In 2010, 2FA Technology sued Oracle Corporation and Oracle Systems Corporation, formerly Passlogix, a wholly-owned subsidiary of Oracle merged with Oracle Systems Corporation, for misappropriation of trade secrets and breach of contract. 2FA alleges that Passlogix's senior engineers misappropriated 2FA's source code and incorporated the code into Passlogix's products. 2FA alleges that Oracle continued to knowingly sell products containing misappropriated 2FA technology after it acquired Passlogix.

On January 31, 2011 the defendants filed a motion to stay the proceedings pending the outcome of a partial summary judgment motion filed by Passlogix in an earlier related action in the Southern District of New York, Oracle Systems Corporation v. 2FA Technology, LLC, docket number 08–cv–10986. There, the partial summary judgment motion seeks to dismiss each of 2FA’s counterclaims in the entirety, which could spell doom for the pending similar claims in this action. 2FA filed a memorandum in opposition to the motion to stay on March 17, 2011 but the motion was granted on April 6, 2011.

On July 25, 2011, the parties stipulated that the action be dismissed with prejudice, with each side bearing its own costs and expenses, including attorneys' fees, incurred in connection with the action. The related action was similarly dismissed.

December 20, 2010 | Northern District of Illinois
In Fire 'Em Up's suit for patent infringement and trade secrets misappropriation, both parties seek to dismiss the other's claims

Fire 'Em Up (FEU) brought a suit including claims of patent infringement and trade secret misappropriation against multiple defendants. The trade secret misappropriation claims pertain to misappropriation of customer lists, supplier lists, as well as materials necessary to create FEU's product, and software technology which is known to only one of FEU’s employees, software developer Jeffrey Bach.

FEU voluntarily dismissed claims against Intigreen Technologies, Inc. on February 24, 2011 and against David Shea, Peter Gordon, and Jeffrey Buecheler on March 16, 2011. The remaining defendants, Technocarb Equipment (2004) Ltd. and Aurora Electronics, Ltd. filed an answer on April 11, 2011 containing affirmative defenses and counterclaims, as well as a motion to dismiss FEU’s claims of trade secret misappropriation, conversion, fraud and accounting. FEU, in turn, filed on May 16, 2011 a motion to dismiss the defendants’ counterclaims for deficiencies.

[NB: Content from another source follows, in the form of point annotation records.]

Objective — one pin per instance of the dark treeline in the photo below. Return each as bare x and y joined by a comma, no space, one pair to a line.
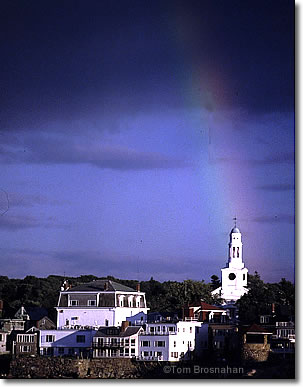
165,296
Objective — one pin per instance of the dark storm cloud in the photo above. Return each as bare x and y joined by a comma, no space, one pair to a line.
278,158
103,264
16,199
19,222
276,187
38,149
41,263
62,60
272,219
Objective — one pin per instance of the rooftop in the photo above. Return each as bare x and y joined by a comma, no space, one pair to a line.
116,332
100,285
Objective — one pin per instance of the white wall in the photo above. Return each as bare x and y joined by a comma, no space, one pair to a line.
180,342
85,316
66,338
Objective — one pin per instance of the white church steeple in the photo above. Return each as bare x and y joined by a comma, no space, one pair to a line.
234,275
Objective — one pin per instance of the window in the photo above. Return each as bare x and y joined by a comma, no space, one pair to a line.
25,338
80,339
50,338
145,343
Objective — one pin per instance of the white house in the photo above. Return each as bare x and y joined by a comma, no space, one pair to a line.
234,275
99,303
120,342
72,342
170,341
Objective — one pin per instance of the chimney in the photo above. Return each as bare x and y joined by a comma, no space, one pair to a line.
124,325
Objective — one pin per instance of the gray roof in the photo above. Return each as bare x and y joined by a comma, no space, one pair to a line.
100,285
116,332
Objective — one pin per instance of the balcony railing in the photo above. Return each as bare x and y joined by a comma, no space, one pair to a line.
158,333
108,345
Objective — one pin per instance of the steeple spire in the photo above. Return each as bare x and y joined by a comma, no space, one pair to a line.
235,220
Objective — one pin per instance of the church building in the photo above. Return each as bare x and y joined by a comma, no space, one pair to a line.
234,275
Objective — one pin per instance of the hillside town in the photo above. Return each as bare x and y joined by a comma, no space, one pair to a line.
103,319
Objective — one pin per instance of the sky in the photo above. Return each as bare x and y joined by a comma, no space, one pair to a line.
133,132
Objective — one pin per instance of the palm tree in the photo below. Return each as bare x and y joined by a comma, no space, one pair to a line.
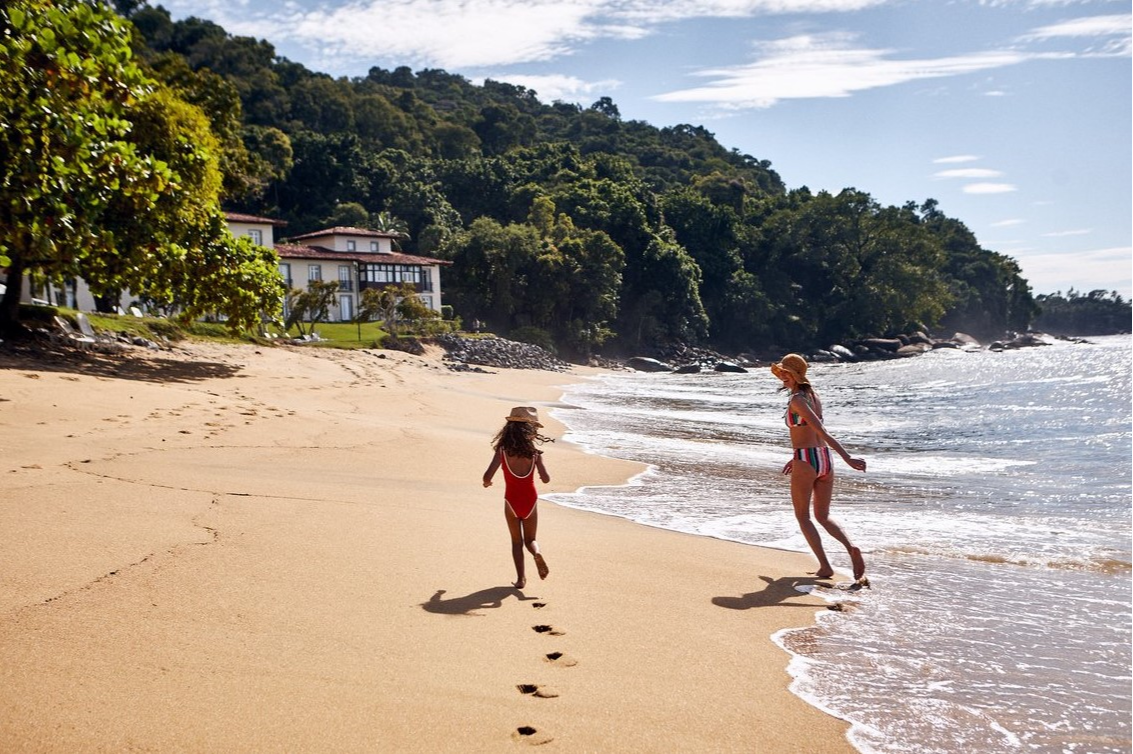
389,223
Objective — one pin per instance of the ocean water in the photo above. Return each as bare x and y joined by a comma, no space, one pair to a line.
995,519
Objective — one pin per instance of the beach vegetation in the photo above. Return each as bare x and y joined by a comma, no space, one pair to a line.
1095,313
107,175
608,235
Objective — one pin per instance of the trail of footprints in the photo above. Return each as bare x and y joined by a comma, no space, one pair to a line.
528,734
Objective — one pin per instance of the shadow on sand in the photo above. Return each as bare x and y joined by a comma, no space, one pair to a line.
469,603
129,365
778,591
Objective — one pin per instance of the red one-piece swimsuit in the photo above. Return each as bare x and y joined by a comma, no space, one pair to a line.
520,493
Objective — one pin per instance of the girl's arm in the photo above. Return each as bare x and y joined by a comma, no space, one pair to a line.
803,408
490,472
543,469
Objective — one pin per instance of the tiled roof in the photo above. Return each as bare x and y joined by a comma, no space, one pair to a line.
298,252
346,230
238,217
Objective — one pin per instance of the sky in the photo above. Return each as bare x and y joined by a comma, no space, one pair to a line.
1014,116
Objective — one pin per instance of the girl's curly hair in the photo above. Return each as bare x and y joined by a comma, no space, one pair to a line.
519,439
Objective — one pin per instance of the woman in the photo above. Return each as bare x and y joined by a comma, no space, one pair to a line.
810,467
513,450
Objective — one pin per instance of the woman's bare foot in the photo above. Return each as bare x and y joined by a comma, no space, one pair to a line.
542,566
859,564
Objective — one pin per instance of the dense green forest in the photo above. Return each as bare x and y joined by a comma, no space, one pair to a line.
1096,313
565,223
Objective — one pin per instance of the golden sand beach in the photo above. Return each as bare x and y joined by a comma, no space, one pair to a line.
244,549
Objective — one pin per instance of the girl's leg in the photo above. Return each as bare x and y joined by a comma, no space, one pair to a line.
530,528
824,491
514,528
802,486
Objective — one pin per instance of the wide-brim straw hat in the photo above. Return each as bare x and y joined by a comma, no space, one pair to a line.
792,364
528,414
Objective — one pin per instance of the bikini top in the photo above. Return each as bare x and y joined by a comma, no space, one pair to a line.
790,417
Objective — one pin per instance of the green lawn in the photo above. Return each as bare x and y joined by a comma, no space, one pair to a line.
331,335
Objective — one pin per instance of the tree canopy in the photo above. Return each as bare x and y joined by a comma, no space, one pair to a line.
107,175
599,231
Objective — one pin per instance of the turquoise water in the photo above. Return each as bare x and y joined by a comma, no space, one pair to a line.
995,520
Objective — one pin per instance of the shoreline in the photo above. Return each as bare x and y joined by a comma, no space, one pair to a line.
280,549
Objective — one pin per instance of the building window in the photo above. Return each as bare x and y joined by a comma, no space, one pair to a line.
378,273
346,278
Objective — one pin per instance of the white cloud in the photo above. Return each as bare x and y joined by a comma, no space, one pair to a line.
1114,34
454,34
955,158
824,66
969,172
1063,234
1104,269
989,188
565,89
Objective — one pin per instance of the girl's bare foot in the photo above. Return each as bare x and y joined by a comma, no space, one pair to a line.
542,565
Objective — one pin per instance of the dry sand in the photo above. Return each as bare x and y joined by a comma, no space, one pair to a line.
240,549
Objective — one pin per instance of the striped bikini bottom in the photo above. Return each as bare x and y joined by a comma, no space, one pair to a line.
819,458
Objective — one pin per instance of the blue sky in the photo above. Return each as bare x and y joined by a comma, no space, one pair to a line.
1013,115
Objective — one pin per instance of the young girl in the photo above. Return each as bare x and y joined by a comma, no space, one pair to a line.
514,450
810,468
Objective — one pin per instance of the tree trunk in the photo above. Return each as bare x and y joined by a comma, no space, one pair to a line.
9,305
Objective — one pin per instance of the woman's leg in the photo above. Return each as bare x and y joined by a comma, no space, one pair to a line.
530,528
514,528
824,492
802,488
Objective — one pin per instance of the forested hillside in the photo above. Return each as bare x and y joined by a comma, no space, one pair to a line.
568,222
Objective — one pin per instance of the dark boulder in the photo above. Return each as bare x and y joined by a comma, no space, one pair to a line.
646,364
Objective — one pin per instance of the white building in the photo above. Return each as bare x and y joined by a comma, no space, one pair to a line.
357,259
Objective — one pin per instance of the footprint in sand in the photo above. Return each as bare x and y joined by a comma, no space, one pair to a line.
529,735
547,629
542,692
560,659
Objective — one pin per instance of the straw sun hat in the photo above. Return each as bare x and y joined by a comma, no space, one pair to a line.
525,414
792,364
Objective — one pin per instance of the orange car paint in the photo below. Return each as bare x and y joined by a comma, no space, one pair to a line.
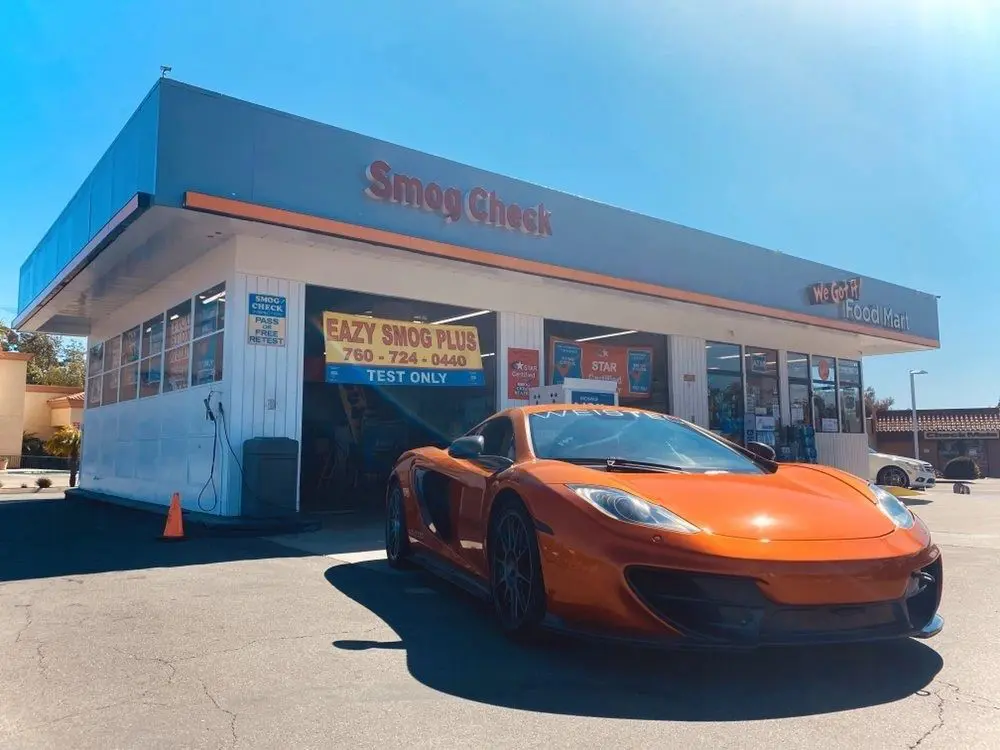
807,534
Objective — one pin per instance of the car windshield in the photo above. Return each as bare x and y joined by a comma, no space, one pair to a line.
599,434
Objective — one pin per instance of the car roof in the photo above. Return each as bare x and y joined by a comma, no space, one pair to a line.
542,408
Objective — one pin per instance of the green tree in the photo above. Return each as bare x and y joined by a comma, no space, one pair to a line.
55,362
874,404
65,443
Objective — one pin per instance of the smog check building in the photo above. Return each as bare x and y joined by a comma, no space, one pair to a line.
241,273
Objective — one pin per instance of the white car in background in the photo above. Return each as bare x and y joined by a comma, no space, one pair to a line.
899,471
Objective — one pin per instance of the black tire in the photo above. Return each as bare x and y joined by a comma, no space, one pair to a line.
397,541
893,476
517,589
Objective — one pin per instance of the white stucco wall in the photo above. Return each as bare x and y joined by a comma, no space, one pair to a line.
148,448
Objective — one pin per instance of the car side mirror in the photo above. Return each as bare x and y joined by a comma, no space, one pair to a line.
762,450
469,446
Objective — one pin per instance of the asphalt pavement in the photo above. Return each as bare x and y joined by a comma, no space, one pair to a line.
113,639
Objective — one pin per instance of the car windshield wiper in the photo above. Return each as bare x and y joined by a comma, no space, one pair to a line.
623,464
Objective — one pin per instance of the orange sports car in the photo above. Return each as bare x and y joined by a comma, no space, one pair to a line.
631,524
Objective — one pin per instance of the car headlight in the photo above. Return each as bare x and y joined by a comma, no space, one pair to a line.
626,507
892,507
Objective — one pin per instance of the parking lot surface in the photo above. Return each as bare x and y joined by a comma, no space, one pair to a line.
112,639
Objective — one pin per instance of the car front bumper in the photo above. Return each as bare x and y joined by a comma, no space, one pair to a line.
867,590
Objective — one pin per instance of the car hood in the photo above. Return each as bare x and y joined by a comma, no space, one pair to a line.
793,504
899,460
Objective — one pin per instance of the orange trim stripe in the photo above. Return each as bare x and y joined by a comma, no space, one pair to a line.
293,220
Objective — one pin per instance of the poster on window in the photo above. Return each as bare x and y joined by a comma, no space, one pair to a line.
522,372
629,366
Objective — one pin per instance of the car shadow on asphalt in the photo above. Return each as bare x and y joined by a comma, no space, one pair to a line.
452,645
48,538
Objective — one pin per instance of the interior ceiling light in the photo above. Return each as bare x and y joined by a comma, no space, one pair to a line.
464,316
605,336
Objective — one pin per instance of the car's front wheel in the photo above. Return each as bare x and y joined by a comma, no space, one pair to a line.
397,540
516,585
893,476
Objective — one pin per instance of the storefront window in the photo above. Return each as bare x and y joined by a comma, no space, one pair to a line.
800,411
851,404
151,366
129,388
209,322
824,394
354,427
177,354
636,360
763,402
725,390
130,346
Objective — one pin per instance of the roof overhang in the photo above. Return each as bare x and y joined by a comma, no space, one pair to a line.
146,243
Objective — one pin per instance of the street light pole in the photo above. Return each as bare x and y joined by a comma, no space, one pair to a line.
913,409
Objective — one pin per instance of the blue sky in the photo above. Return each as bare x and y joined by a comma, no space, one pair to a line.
860,136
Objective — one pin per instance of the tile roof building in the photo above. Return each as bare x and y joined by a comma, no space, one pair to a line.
944,434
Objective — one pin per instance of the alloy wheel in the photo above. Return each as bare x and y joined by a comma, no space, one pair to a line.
512,570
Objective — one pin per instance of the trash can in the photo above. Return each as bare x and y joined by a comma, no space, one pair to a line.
270,469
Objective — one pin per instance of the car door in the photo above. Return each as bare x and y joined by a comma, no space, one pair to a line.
475,479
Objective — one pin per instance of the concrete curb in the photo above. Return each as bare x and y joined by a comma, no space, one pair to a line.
207,522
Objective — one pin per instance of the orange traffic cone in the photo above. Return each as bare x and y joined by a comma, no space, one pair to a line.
174,529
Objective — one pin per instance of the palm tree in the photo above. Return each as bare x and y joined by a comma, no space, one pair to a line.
65,443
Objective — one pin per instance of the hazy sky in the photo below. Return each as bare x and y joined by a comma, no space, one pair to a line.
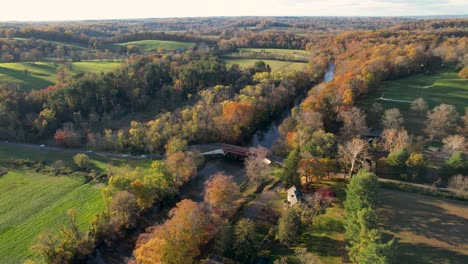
108,9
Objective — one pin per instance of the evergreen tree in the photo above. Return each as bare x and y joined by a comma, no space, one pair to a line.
290,175
289,226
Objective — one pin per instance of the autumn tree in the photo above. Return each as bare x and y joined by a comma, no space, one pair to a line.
441,121
256,166
415,164
82,161
289,226
183,166
123,209
392,119
175,145
393,139
353,154
454,143
245,243
221,192
311,167
354,122
458,183
179,239
290,175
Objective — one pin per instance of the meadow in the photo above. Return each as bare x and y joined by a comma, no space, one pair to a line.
428,229
34,202
149,45
275,65
444,86
287,54
39,75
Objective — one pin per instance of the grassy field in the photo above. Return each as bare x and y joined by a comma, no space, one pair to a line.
148,45
294,54
324,238
275,65
443,87
428,229
42,74
33,202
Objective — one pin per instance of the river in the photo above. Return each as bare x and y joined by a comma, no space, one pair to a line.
122,250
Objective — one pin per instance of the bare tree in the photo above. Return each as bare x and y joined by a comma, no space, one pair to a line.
393,139
354,122
441,121
458,183
312,119
454,143
419,105
256,165
354,154
392,119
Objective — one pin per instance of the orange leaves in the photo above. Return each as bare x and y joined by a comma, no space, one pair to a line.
177,240
221,192
238,112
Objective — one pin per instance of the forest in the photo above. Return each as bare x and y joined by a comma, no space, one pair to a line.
367,108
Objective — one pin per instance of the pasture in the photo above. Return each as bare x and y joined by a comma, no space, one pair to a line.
149,45
39,75
442,87
283,54
33,202
275,65
428,229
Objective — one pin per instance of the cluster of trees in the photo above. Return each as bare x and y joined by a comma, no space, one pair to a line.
365,243
192,226
127,195
222,113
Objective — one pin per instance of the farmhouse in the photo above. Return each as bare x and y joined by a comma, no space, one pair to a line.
294,196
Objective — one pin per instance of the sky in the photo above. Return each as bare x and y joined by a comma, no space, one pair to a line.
34,10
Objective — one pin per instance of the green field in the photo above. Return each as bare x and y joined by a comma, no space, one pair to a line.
428,229
275,65
42,74
148,45
33,202
291,54
442,87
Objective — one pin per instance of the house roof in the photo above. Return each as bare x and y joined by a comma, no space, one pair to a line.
294,195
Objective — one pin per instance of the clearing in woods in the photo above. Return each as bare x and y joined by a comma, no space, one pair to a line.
34,202
443,87
39,75
428,229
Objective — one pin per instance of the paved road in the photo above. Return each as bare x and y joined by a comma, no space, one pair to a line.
72,150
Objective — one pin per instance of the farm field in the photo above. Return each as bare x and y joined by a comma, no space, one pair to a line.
428,229
294,54
34,202
442,87
39,75
275,65
148,45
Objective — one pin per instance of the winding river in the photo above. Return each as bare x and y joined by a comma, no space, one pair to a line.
121,251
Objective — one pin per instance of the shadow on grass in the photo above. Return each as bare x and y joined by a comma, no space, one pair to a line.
422,253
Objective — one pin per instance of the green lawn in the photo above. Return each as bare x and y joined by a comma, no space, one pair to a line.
39,75
325,237
148,45
443,87
275,65
428,229
33,202
294,54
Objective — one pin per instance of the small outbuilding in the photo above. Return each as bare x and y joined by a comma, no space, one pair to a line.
294,196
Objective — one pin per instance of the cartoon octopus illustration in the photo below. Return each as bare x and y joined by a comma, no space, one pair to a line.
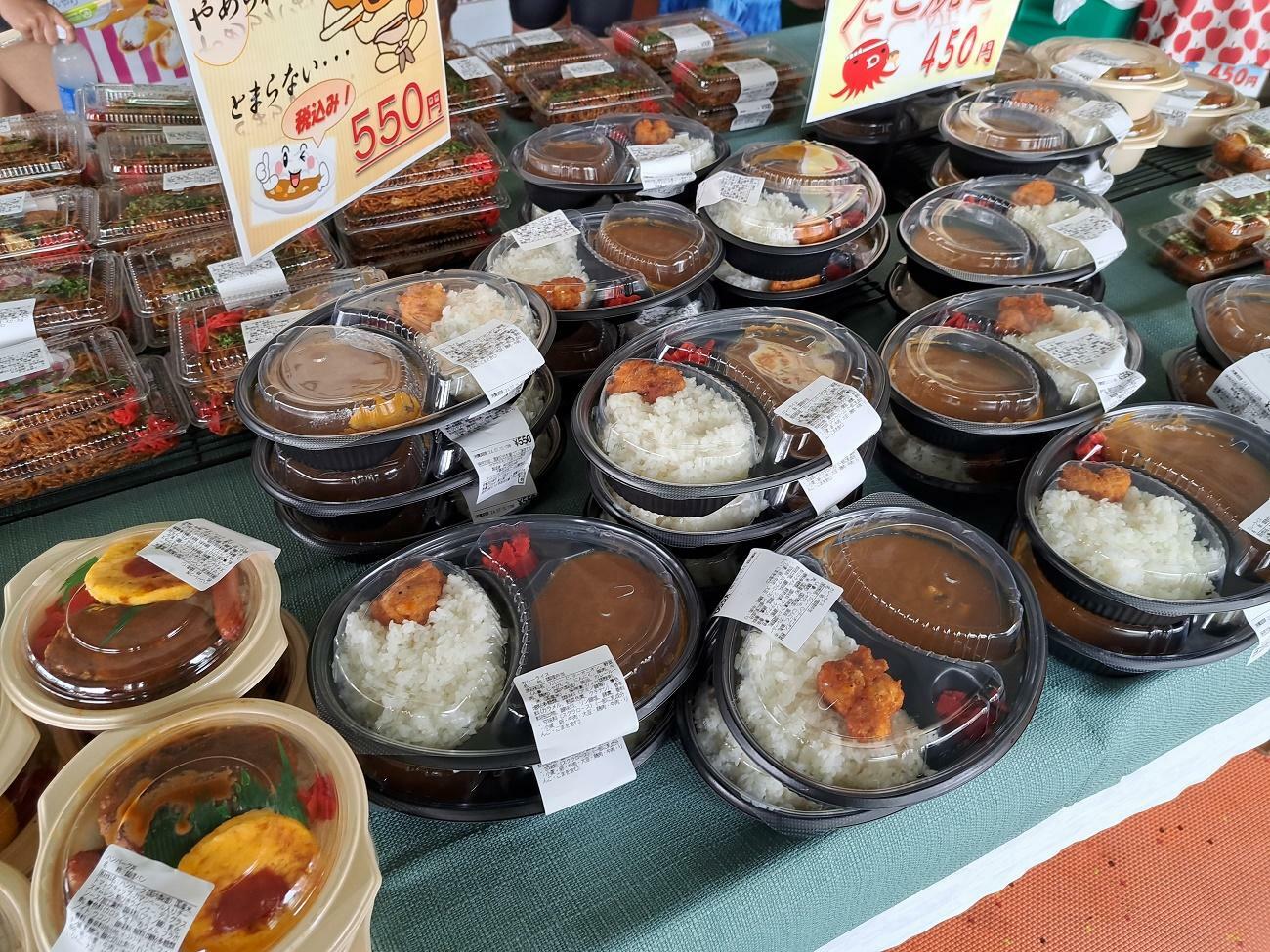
868,64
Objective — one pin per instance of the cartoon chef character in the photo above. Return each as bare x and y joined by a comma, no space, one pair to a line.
295,164
394,26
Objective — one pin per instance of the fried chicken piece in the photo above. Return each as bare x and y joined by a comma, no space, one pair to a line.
411,596
652,381
859,688
653,132
1036,191
1109,482
563,293
1023,313
420,306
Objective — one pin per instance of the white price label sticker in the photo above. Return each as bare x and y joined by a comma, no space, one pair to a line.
780,597
545,231
750,114
21,359
499,445
1244,186
576,703
259,331
496,354
837,413
469,67
1099,359
828,487
757,79
239,280
689,38
572,779
1244,389
735,186
1110,115
132,904
185,135
537,37
17,321
190,178
1096,232
587,67
201,553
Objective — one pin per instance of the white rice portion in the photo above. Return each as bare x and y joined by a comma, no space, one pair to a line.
1037,219
537,266
430,684
1075,389
727,757
473,308
778,699
736,515
695,436
1146,545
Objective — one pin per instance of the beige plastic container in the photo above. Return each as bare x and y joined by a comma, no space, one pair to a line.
334,906
239,664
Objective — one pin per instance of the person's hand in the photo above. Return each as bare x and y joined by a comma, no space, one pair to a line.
37,21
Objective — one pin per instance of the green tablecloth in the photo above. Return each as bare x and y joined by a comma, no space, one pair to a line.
661,863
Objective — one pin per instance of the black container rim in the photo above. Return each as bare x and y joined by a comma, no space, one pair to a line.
322,640
1003,736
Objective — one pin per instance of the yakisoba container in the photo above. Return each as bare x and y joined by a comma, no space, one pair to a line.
102,639
923,674
228,792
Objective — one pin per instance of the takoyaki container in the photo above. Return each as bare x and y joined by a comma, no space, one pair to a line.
1220,483
1117,647
1028,127
990,231
293,782
219,645
626,259
847,266
540,576
839,197
572,164
684,34
966,372
715,353
1131,72
72,290
945,612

December 15, 2010 | United States District Court for the District of Massachusetts (Boston)
Alleged misuse of software beyond the life of license agreement to discover software's unique processes

According to a copyright infringement complaint filed in the U.S. District Court for the Central District of California, Merriam-Webster continued to use Questrel's “Just-in-Time English” software after negotiations between the two companies for a new license agreement fell through. Questrel’s lawsuit also alleges breach of contract and misappropriation of trade secrets. According to the complaint, the trade secret is Questrel’s software and related methods, techniques, or processes, which were misappropriated when Merriam-Webster continued to use the software without Questrel’s consent.

Pursuant to a forum selection clause in the License Agreement between the parties, the suit was transferred to the United States District Court for the District of Massachusetts on March 24, 2011.